In 1977, that urge took literal form. The artist created eleven sizable paintings. She painted each one a blue monochrome prior to picking up a surgical blade and executing numerous intentional, accurate incisions. Afterwards, she peeled back the severed canvas to show the backside, producing pieces recorded with clinical accuracy. She dated each one to underscore that they were actions. In one 1977 series of photographs, called Self-Portrait With a Perforated Work, she pressed her visage, locks, and hands into the cuts, turning her own body into artistic material.

“Indeed, my entire oeuvre carries a sense of dissection … dissection like an evening nude,” the artist replied when asked about their meaning. For an intimate confidant and researcher, this was a revelation – a glimpse into the mind of an elusive figure.

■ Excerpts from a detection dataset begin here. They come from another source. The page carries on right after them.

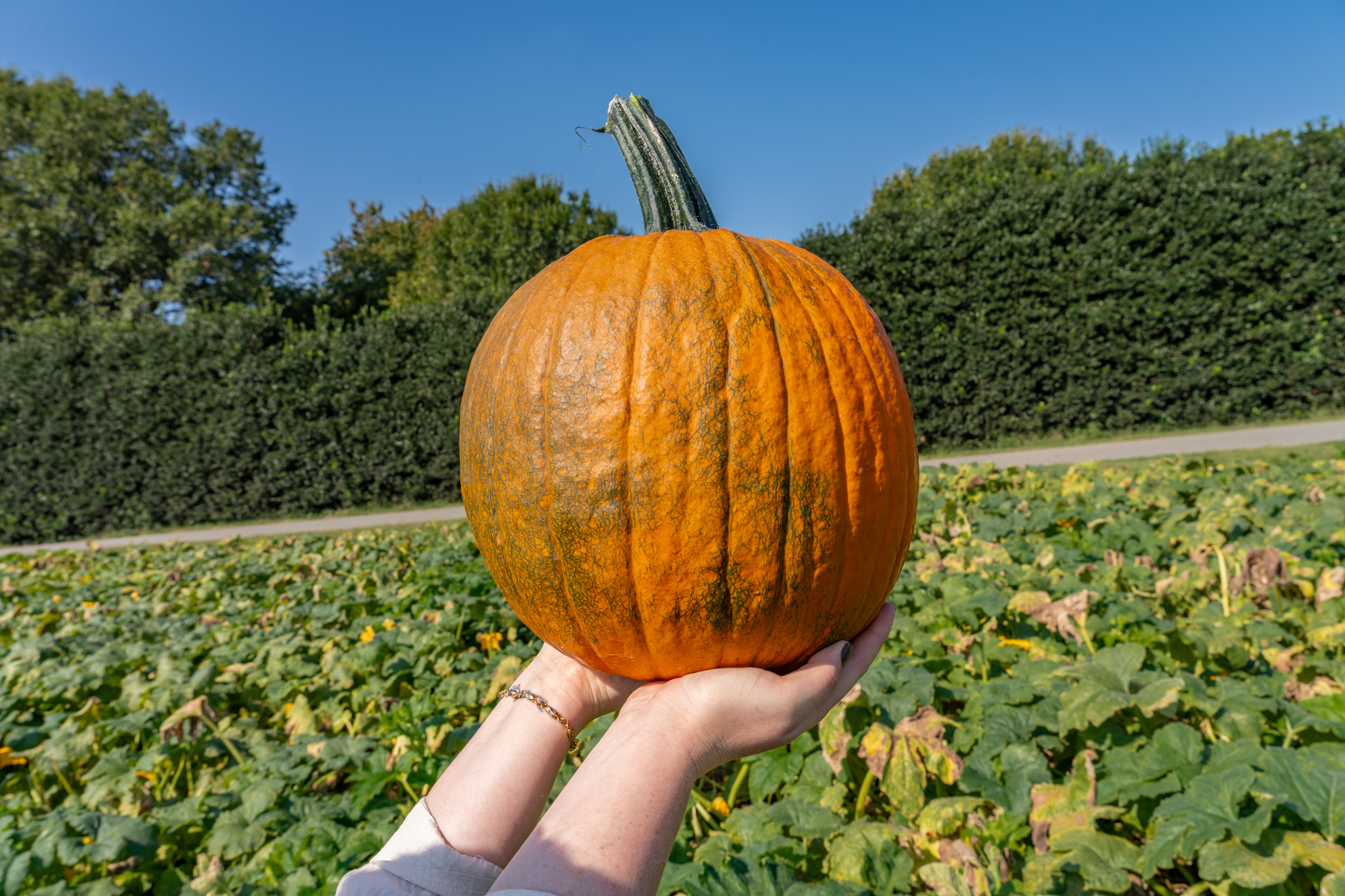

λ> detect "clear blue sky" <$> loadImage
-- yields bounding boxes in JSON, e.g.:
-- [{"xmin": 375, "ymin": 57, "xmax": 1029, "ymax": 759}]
[{"xmin": 0, "ymin": 0, "xmax": 1345, "ymax": 274}]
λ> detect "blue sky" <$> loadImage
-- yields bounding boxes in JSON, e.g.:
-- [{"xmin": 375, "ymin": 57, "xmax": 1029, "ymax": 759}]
[{"xmin": 0, "ymin": 0, "xmax": 1345, "ymax": 274}]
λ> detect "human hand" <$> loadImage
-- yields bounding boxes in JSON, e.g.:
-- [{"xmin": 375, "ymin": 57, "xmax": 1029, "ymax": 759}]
[
  {"xmin": 619, "ymin": 603, "xmax": 896, "ymax": 774},
  {"xmin": 514, "ymin": 643, "xmax": 643, "ymax": 732}
]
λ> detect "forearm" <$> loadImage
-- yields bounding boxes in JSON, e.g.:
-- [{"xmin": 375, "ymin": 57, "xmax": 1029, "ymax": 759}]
[
  {"xmin": 493, "ymin": 712, "xmax": 697, "ymax": 896},
  {"xmin": 425, "ymin": 662, "xmax": 589, "ymax": 866}
]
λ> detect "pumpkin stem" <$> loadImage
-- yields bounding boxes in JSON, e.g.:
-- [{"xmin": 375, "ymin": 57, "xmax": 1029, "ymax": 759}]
[{"xmin": 593, "ymin": 94, "xmax": 718, "ymax": 234}]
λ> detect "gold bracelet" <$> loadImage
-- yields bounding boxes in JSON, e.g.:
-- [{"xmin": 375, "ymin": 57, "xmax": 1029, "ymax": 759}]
[{"xmin": 496, "ymin": 685, "xmax": 580, "ymax": 754}]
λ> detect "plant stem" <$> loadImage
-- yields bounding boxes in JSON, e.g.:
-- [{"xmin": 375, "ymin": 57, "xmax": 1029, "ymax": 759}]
[
  {"xmin": 202, "ymin": 716, "xmax": 244, "ymax": 765},
  {"xmin": 854, "ymin": 769, "xmax": 873, "ymax": 821},
  {"xmin": 51, "ymin": 763, "xmax": 76, "ymax": 797},
  {"xmin": 593, "ymin": 94, "xmax": 718, "ymax": 234},
  {"xmin": 1214, "ymin": 544, "xmax": 1233, "ymax": 619},
  {"xmin": 728, "ymin": 761, "xmax": 752, "ymax": 811}
]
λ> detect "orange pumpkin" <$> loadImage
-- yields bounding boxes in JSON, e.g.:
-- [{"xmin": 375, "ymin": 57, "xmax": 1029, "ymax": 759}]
[{"xmin": 461, "ymin": 96, "xmax": 919, "ymax": 680}]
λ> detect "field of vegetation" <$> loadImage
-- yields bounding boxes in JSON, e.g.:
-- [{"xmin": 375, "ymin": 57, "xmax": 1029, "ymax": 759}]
[{"xmin": 0, "ymin": 454, "xmax": 1345, "ymax": 896}]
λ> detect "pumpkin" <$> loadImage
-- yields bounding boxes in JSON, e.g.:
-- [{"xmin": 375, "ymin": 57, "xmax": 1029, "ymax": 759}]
[{"xmin": 460, "ymin": 96, "xmax": 919, "ymax": 680}]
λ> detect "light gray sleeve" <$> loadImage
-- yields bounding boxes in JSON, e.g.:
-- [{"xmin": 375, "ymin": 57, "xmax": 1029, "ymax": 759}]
[{"xmin": 336, "ymin": 800, "xmax": 549, "ymax": 896}]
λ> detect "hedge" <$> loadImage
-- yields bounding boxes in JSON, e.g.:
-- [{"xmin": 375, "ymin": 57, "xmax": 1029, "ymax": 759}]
[
  {"xmin": 0, "ymin": 305, "xmax": 484, "ymax": 544},
  {"xmin": 799, "ymin": 122, "xmax": 1345, "ymax": 449}
]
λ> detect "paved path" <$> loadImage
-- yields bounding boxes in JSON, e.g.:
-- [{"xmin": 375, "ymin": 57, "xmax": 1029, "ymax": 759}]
[
  {"xmin": 920, "ymin": 421, "xmax": 1345, "ymax": 466},
  {"xmin": 0, "ymin": 421, "xmax": 1345, "ymax": 555}
]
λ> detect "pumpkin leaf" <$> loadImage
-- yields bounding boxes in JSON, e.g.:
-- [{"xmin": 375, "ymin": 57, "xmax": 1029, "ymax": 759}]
[
  {"xmin": 1050, "ymin": 828, "xmax": 1139, "ymax": 893},
  {"xmin": 1200, "ymin": 840, "xmax": 1294, "ymax": 889},
  {"xmin": 915, "ymin": 797, "xmax": 986, "ymax": 837},
  {"xmin": 917, "ymin": 863, "xmax": 973, "ymax": 896},
  {"xmin": 878, "ymin": 735, "xmax": 925, "ymax": 818},
  {"xmin": 1244, "ymin": 747, "xmax": 1345, "ymax": 841}
]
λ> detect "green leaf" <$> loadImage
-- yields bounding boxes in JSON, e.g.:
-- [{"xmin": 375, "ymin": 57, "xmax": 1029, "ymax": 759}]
[
  {"xmin": 915, "ymin": 797, "xmax": 986, "ymax": 837},
  {"xmin": 1256, "ymin": 747, "xmax": 1345, "ymax": 841},
  {"xmin": 724, "ymin": 805, "xmax": 785, "ymax": 845},
  {"xmin": 963, "ymin": 743, "xmax": 1050, "ymax": 818},
  {"xmin": 1141, "ymin": 765, "xmax": 1282, "ymax": 877},
  {"xmin": 1267, "ymin": 830, "xmax": 1345, "ymax": 873},
  {"xmin": 1060, "ymin": 643, "xmax": 1182, "ymax": 731},
  {"xmin": 1200, "ymin": 840, "xmax": 1294, "ymax": 889},
  {"xmin": 878, "ymin": 736, "xmax": 925, "ymax": 818},
  {"xmin": 769, "ymin": 797, "xmax": 843, "ymax": 840},
  {"xmin": 824, "ymin": 818, "xmax": 914, "ymax": 893},
  {"xmin": 919, "ymin": 863, "xmax": 973, "ymax": 896},
  {"xmin": 4, "ymin": 853, "xmax": 32, "ymax": 896},
  {"xmin": 1050, "ymin": 828, "xmax": 1139, "ymax": 893},
  {"xmin": 1097, "ymin": 721, "xmax": 1204, "ymax": 803},
  {"xmin": 206, "ymin": 809, "xmax": 267, "ymax": 860},
  {"xmin": 742, "ymin": 747, "xmax": 803, "ymax": 803},
  {"xmin": 1298, "ymin": 693, "xmax": 1345, "ymax": 723}
]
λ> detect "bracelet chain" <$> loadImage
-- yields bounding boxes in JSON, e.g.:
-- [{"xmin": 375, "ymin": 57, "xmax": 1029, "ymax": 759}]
[{"xmin": 496, "ymin": 685, "xmax": 580, "ymax": 754}]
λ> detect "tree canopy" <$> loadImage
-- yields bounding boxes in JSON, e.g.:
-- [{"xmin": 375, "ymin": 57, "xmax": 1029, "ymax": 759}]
[
  {"xmin": 0, "ymin": 68, "xmax": 295, "ymax": 325},
  {"xmin": 319, "ymin": 175, "xmax": 616, "ymax": 316}
]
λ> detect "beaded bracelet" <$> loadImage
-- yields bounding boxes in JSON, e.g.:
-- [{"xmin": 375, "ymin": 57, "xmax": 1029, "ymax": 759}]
[{"xmin": 496, "ymin": 685, "xmax": 580, "ymax": 754}]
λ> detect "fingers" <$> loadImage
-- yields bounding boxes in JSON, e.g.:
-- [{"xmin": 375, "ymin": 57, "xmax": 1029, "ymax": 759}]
[
  {"xmin": 782, "ymin": 603, "xmax": 897, "ymax": 731},
  {"xmin": 831, "ymin": 603, "xmax": 897, "ymax": 704}
]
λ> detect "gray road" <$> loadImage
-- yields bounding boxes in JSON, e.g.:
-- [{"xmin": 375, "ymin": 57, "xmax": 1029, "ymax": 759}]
[{"xmin": 0, "ymin": 421, "xmax": 1345, "ymax": 555}]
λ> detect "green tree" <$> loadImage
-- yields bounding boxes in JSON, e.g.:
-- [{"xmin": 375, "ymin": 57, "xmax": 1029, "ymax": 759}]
[
  {"xmin": 0, "ymin": 70, "xmax": 295, "ymax": 326},
  {"xmin": 317, "ymin": 175, "xmax": 616, "ymax": 317},
  {"xmin": 312, "ymin": 200, "xmax": 443, "ymax": 320},
  {"xmin": 799, "ymin": 122, "xmax": 1345, "ymax": 447}
]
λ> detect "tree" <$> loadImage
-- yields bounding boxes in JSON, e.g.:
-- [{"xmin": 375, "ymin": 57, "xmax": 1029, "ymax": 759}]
[
  {"xmin": 320, "ymin": 175, "xmax": 616, "ymax": 317},
  {"xmin": 312, "ymin": 200, "xmax": 443, "ymax": 320},
  {"xmin": 0, "ymin": 70, "xmax": 295, "ymax": 326}
]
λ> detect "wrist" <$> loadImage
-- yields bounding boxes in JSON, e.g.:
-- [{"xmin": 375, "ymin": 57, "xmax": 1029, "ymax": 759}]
[
  {"xmin": 514, "ymin": 657, "xmax": 597, "ymax": 733},
  {"xmin": 612, "ymin": 684, "xmax": 728, "ymax": 779}
]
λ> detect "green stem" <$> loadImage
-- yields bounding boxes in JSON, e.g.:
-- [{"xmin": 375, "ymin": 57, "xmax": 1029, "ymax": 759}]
[
  {"xmin": 202, "ymin": 716, "xmax": 244, "ymax": 765},
  {"xmin": 51, "ymin": 763, "xmax": 76, "ymax": 797},
  {"xmin": 854, "ymin": 769, "xmax": 873, "ymax": 821},
  {"xmin": 728, "ymin": 761, "xmax": 752, "ymax": 811},
  {"xmin": 593, "ymin": 94, "xmax": 718, "ymax": 234},
  {"xmin": 1214, "ymin": 544, "xmax": 1233, "ymax": 619}
]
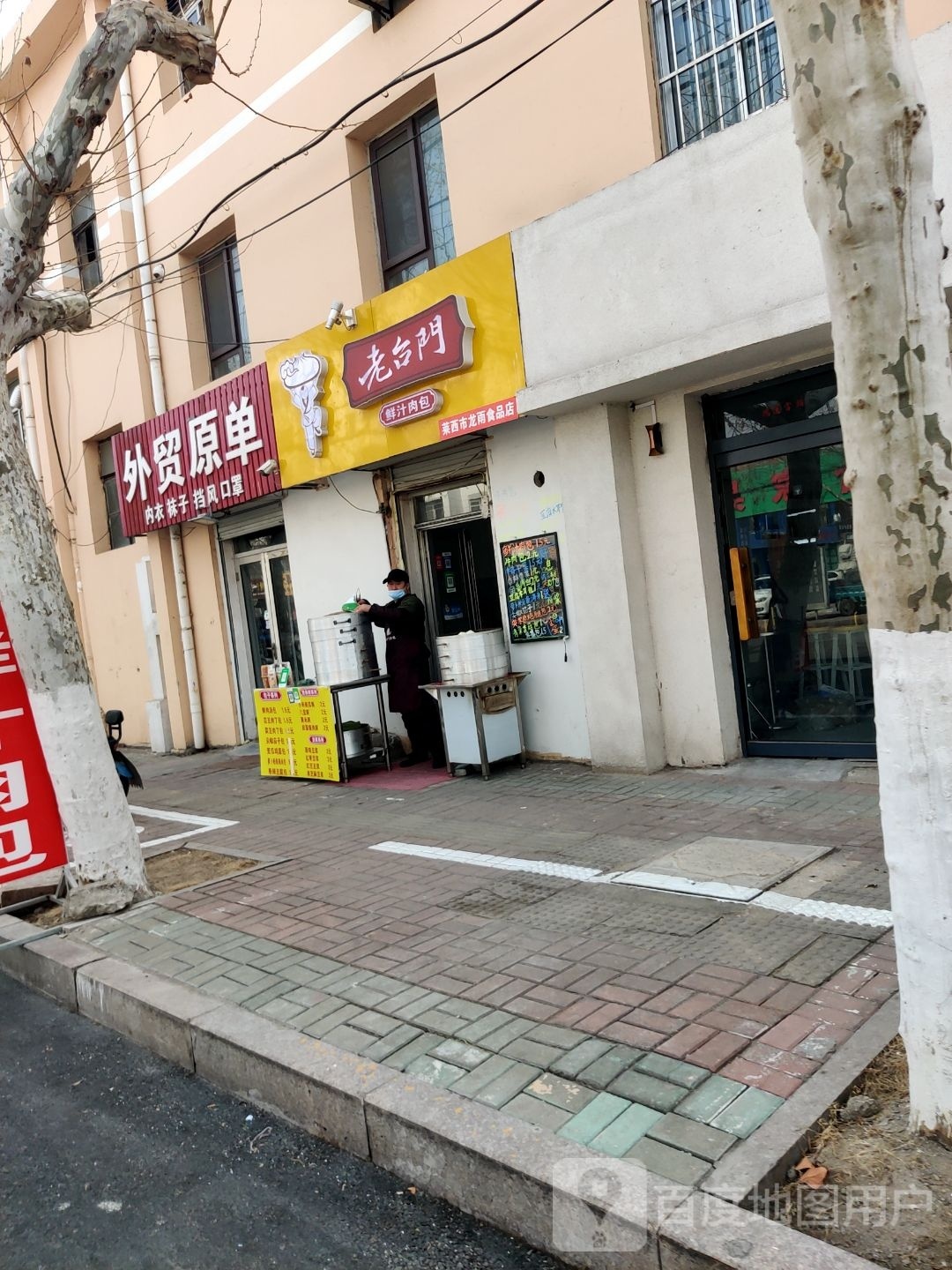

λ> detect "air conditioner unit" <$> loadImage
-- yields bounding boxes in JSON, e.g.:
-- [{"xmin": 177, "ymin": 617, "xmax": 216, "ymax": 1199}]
[{"xmin": 350, "ymin": 0, "xmax": 395, "ymax": 21}]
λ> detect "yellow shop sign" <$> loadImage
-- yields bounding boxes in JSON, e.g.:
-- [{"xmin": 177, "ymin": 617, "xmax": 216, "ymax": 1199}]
[{"xmin": 268, "ymin": 236, "xmax": 525, "ymax": 488}]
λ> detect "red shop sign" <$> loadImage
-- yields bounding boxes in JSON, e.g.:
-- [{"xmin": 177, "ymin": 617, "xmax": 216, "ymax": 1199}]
[
  {"xmin": 113, "ymin": 364, "xmax": 280, "ymax": 537},
  {"xmin": 344, "ymin": 296, "xmax": 476, "ymax": 410},
  {"xmin": 0, "ymin": 609, "xmax": 66, "ymax": 888}
]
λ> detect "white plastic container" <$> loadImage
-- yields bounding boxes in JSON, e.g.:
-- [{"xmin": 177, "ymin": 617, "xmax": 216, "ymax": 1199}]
[{"xmin": 307, "ymin": 614, "xmax": 378, "ymax": 684}]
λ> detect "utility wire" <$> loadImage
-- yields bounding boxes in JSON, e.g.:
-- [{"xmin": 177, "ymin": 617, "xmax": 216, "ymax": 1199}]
[{"xmin": 100, "ymin": 0, "xmax": 555, "ymax": 290}]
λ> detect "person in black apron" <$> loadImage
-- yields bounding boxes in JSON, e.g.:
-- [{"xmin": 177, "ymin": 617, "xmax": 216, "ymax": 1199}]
[{"xmin": 358, "ymin": 569, "xmax": 447, "ymax": 767}]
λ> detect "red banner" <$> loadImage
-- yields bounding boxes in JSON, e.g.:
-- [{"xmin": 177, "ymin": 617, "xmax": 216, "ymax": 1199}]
[
  {"xmin": 0, "ymin": 609, "xmax": 66, "ymax": 888},
  {"xmin": 113, "ymin": 364, "xmax": 280, "ymax": 537},
  {"xmin": 344, "ymin": 296, "xmax": 476, "ymax": 410}
]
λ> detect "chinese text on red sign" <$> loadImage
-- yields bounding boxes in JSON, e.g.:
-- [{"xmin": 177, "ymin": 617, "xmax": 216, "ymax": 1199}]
[
  {"xmin": 344, "ymin": 296, "xmax": 475, "ymax": 409},
  {"xmin": 113, "ymin": 366, "xmax": 280, "ymax": 537},
  {"xmin": 0, "ymin": 609, "xmax": 66, "ymax": 888}
]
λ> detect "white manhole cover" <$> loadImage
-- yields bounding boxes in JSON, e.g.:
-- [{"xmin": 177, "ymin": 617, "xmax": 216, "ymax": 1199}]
[{"xmin": 612, "ymin": 837, "xmax": 833, "ymax": 900}]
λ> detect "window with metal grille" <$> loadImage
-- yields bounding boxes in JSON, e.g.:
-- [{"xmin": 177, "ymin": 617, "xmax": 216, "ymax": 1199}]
[
  {"xmin": 198, "ymin": 239, "xmax": 251, "ymax": 380},
  {"xmin": 99, "ymin": 439, "xmax": 133, "ymax": 550},
  {"xmin": 651, "ymin": 0, "xmax": 785, "ymax": 153},
  {"xmin": 70, "ymin": 185, "xmax": 103, "ymax": 291},
  {"xmin": 370, "ymin": 106, "xmax": 456, "ymax": 289}
]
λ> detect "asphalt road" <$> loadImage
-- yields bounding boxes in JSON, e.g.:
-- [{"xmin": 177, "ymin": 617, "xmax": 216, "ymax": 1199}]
[{"xmin": 0, "ymin": 974, "xmax": 559, "ymax": 1270}]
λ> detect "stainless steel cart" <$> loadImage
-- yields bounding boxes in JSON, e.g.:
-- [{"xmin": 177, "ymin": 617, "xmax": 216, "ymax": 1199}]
[{"xmin": 424, "ymin": 670, "xmax": 529, "ymax": 781}]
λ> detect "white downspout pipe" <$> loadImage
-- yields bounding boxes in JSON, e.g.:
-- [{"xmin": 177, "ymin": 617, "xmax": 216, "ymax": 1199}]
[
  {"xmin": 119, "ymin": 70, "xmax": 205, "ymax": 750},
  {"xmin": 17, "ymin": 362, "xmax": 46, "ymax": 500}
]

Separate Careers, Intertwined Roots

Croatian critics have tended to treat her twin professions as wholly divided: the pioneering creator in one sphere, the technical draftsman funding her life in the other. “I have always believed that those two personalities were deeply, deeply connected,” explains a confidant. “It's impossible to spend 35 years at the Anatomy Institute from early morning to mid-afternoon and remain untouched by the environment.”

Biological Inspirations Beneath the Surface

What makes a current exhibition particularly revelatory is how it traces these medical undercurrents within creations that superficially look completely abstract. In the mid-1980s, she made a collection of angular works – trapeziums, as they came to be known. Contemporary critics categorized them under the trendy neo-geo label. However, the reality was uncovered much later, during an archival review of her possessions.

“The question was posed: how are these forms made?” recalls a friend. “And she told me, it’s very simple, it’s a human face.” The signature tones – termed “Schubert red” and “Schubert blue” by peers – were identical tints she’d been using to illustrate the two main arteries of the neck in a manual for surgical anatomy utilized in medical faculties across Europe. “The connection was that both colors surfaced simultaneously,” the explanation continues. The geometric abstractions were, in fact, highly stylised human bodies – painted while she worked on anatomical illustrations by day.

Shifting to Natural Materials

In the late 70s and early 80s, the artist's work shifted direction again. She started making assemblages from twigs secured with hide. She composed displays of skeletal fragments, flower parts, herbs and soot. Questioned about the move to natural substances, she expressed that the art world had become “barren theoretically”. She felt compelled to transgress – to utilize genuinely perishable matter in reaction to a creatively arid landscape.

An artwork dating to 1979, One Hundred Roses, featured her denuding a century of flowers. She braided the stems into round arrangements with the leaves and petals arranged inside. Upon being viewed while organizing a show, it still held its power – the floral elements now totally preserved though wonderfully undamaged. “The scent of roses persists,” one observer marvels. “The hue has endured.”

An Elusive Creative Force

“I prefer to stay cryptic, to hide my intentions,” the artist shared in late-life discussions. Secrecy was her strategy. She would sometimes exhibit fake works concealing genuine artworks beneath her bed. She eradicated specific works, leaving only signed photocopies in their place. Although she participated in global art events and gaining recognition as a trailblazer, she gave almost no interviews and her output stayed mostly obscure internationally. A current museum exhibition is her first major solo show outside her homeland.

Responding to the Horrors of Conflict

Then came the 1990s, and the Yugoslav Wars. Violence reached Zagreb itself. She reacted with a collection of assembled pieces. She pasted newspaper photographs and text directly on to board. She photocopied and enlarged them. Then she painted over everything in acrylic – rectangular forms reminiscent of scanning lines. {Geometric forms obscured the images beneath|Angular shapes hid the pictures below|

Amber Carpenter
Amber Carpenter

A seasoned gambling analyst with over a decade of experience in online casino reviews and strategy development.